[OSList] Looking for earliest reference to term [Holding the Space]

Dan Mezick dan.mezick at newtechusa.com
Mon Jul 18 05:11:10 PDT 2011


Hello Friends,

I am writing a book this summer. It refers to Open Space in some detail.

I do believe OST is an important tool for building a world. (see below)

I am looking for the earliest known reference to the term [holding the 
space] for a book I am writing this summer.

I am seeking your help.

Harrison says the term appears in the Users Guide, but he and I are not 
able to locate the actual page number today, for various reasons.

I know the User Guide does hold this term (as Harrison says) but I do 
not the location.

I am unsure if the User Guide book holds the earliest known reference.

I wonder if you know of any earlier references to this term, in any 
other books, and are willing to post this information.

I am thanking you for any help you may provide.




Here is something to think about, from Jim McCarthy, author of SOFTWARE 
FOR YOUR HEAD and the Core Protocols:

ON WORLD BUILDING (Page 290, describing the "Far Vision" protocol)

You work hard, burn out, and wonder why you bother.

You always play a role in creating the future, whether you choose to
manage that role or not. Perhaps it is true of you that you can see no
greater purpose to your work than supplying your own material needs
and those of your company. Without purpose, you have a random
effect on the future. That is, the world that results from your efforts
is an accidental world.

Your team’s FarVision must answer this question:

What kind of world are you building?

The initial answers to this question are not always satisfying,
because you don’t usually think of your daily activities as world
building. When suddenly faced with such a question, you feel
unprepared. You might avoid a direct answer. You might ask for clarification
of the question. You might try to “talk away” the emptiness
of your preliminary answer. Regardless of the response triggered by
this query, there is real value in asking and answering the question,
because it focuses the mind on the larger opportunities available.


If you are unable to directly and unself-consciously answer this
question, you may want to examine why you don’t see the significance
of your daily grind. Of course, the question of what kind of
world you are building makes no sense at all unless you accept the
implication that you are, in fact, building a world. Most of the time, of
course, you may not consciously engage in the task of world building.
Nevertheless, your engagement in world building is a simple
truth. You have beliefs. Every day you act on those beliefs. Your
actions have external effects, and ultimately they cause your beliefs
to materialize in the world. In essence, you change the world to look
more like your beliefs. You build a world.

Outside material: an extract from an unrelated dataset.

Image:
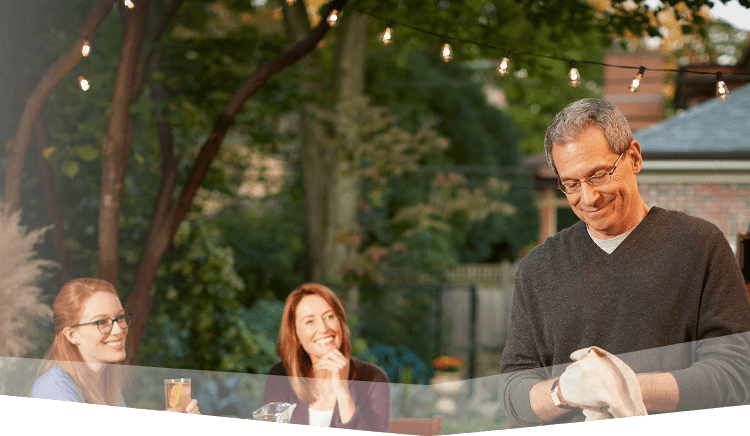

If you really are building a world, and if you are doing so unconsciously,
you literally don’t know what you are doing. While you might
not identify your purpose as “the creation of a world,” having a larger
motivating purpose gives you a frame of reference for choosing alternatives.
It is difficult to see how you can truly meet your daily challenges
unless you bring a sense of purpose to each moment.
Maintaining a broader purpose seems a necessary precondition
of enjoying the highest levels of personal integrity. To have integrity,
your intention, your words, and your actions must be aligned. If you
know what kind of world someone is building, and you are building
the same kind of world, then you can work together on this goal,
with much less noise and wasted effort cluttering the environment
between you.

Like other team qualities, team integrity is the aggregate of the
personal integrities of each team member, enhanced or diminished
however much by the effects of the interpersonal synergy. The
aggregate level of integrity has a positive correlation with desirable
results.

Without a central purpose, an individual or team finds it impossible
to make enlightened choices. Each day you make many choices.
Before doing so, you check the alternatives against your larger purpose
and envision how the alternatives might play out in the world
you want to create. Wise choices, those that promote your world’s
completion at reduced cost or in nearer time frames, are maximally
useful to your purpose.

Even without the context of a larger purpose, you still must
select from alternatives. Without an organizing purpose, however,
your choices will be made according to whim and spontaneous,
sometimes bizarre, and usually inconsistent motives. Inefficiency,
apathy, premature cynicism,6 and failure result when individuals or
teams make product design decisions in this way. The Core, on the
other hand, provides you with a purpose template: to build a world.
Individuals, teams, and institutions have found that the most challenging,
useful, and satisfying task is world building.
Many worlds and many kinds of worlds are possible.